Nothing beats a good snapper trip!!


----------



## DANO (May 23, 2005)

Thanks for the Pic's, Looks like a really Good time,..
Time to go wake up the Wife,..LOL!!


----------



## Coastaltim (Sep 9, 2004)

still have more pics coming.


----------



## predator22 (Feb 2, 2005)

I am not that old, but with a wife and a 2 year old, after seeing those pics I just realized......I'm old. 

Thanks for the memories. 

That looks like a great time.


----------



## Bellyup (May 22, 2004)

I agree, thanks for rekinkling old memories. Great pics and looks like FUN! Many years ago, fishing took me away from partying when it finally became too hard to stay out til 2am and then take off for Port Aransas at about 3am and then head back to San Antonio at 9pm, then work the next day. Marriage followed and slammed that door shut!


----------



## Coastaltim (Sep 9, 2004)

the first part of that sounds like my life except the married part. Best thing I havnt done.



Tim


----------



## InfamousJ (May 21, 2004)

Dude, you actually living in a camper truck? LOL Just remember, the earlier you start saving for retirement and bank rolling some compound interests, the better all those same age college girls 40 years from now will like you as a rich old man with a house on the lake too.
















Thanks for the report.


----------



## shanker (Jan 15, 2006)

coastal said:


> the first part of that sounds like my life except the married part. Best thing I havnt done.
> 
> 
> Tim


You are NOT kidding, there is something in most wedding cakes that kills a womans metabolism and sex drive!


----------



## Argo (May 21, 2004)

dont listen to him man, you have a good career and plenty of fun ahead of you.
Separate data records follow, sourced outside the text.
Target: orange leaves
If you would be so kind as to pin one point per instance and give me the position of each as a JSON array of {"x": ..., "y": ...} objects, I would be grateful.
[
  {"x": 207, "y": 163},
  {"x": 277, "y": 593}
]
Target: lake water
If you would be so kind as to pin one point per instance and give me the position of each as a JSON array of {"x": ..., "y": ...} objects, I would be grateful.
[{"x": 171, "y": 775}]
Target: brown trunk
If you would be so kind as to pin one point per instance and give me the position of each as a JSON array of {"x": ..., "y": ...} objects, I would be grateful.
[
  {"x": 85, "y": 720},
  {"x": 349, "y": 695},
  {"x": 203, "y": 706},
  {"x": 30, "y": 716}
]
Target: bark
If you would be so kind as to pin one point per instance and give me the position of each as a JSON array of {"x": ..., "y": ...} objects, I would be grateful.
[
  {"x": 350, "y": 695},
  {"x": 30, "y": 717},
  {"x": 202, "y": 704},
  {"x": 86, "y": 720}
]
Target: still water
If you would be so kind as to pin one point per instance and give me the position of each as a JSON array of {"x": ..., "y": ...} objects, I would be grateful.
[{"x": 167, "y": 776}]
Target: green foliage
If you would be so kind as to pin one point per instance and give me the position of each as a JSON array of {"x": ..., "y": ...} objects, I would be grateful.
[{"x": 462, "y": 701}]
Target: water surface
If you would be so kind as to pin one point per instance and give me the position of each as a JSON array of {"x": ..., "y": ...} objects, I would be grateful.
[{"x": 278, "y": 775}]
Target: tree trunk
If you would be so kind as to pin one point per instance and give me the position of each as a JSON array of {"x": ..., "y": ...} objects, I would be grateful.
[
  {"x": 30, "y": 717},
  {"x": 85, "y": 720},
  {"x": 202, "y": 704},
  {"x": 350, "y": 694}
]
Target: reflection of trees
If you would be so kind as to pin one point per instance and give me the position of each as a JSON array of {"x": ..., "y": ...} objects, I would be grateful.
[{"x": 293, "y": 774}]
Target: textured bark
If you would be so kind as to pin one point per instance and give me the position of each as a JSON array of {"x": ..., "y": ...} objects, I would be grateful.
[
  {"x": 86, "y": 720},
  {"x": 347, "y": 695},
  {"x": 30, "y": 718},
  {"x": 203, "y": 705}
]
I used to think like him and have a nice place and cool stuff but I would trade it all in for the freedom you have to party with your girl. You are financially free to roam right now, embrace that. I am financially free except for kids that I have to put through college, mortgage and an expensive wife(anniversay, birthdays, whatever). Make sure if you get married to do it in the spring or winter when the seas are rough so your anniversary wont fall on the best fishing day of the year.  

I am just fooling around a bit, I will have a great time in Vegas and my friends will have fun on the boat, with my truck and all my fishing gear this weekend.


----------



## Neverenough (May 24, 2004)

Talk about being in the wrong place this weekend, what the heck was i thinking.


----------



## quackersmacker (Jun 15, 2005)

Tim has it made!!!


----------



## SSMike (Aug 15, 2005)

Good God Tim! The 50 Cent song "P.I.M.P" should be your personal anthem.


----------



## Snake (Aug 5, 2005)

Lake Travis is defenatily home to some world class Psnap fishing. Or is it spearing?


----------



## triple f (Aug 23, 2005)

We're Not Worthy!!!!!


----------



## Hutch (May 26, 2004)

SSsshhwwiinggggggg!!!!


----------



## 300X (Aug 21, 2005)

im so taking the scooter next year, haha.

ill be the only one ina majek lol


----------



## captncutbait (Feb 4, 2005)

ahh. brings back memories of the days of going to college in Austin. I loved going to college there during the fall and spring but the summer time was a different story.


----------



## TROUTCRAZY (May 31, 2006)

Dude, those chicks were ugly!!! You know who I am!!!!! here's your hint: Your Amy hates me, but my Amy loves me plenty!!!!!!


When we going back to the lake?

Laters


----------



## Sow Trout (Jun 28, 2004)

*Gulp*

Did you try those Gulp lures in the lake?


----------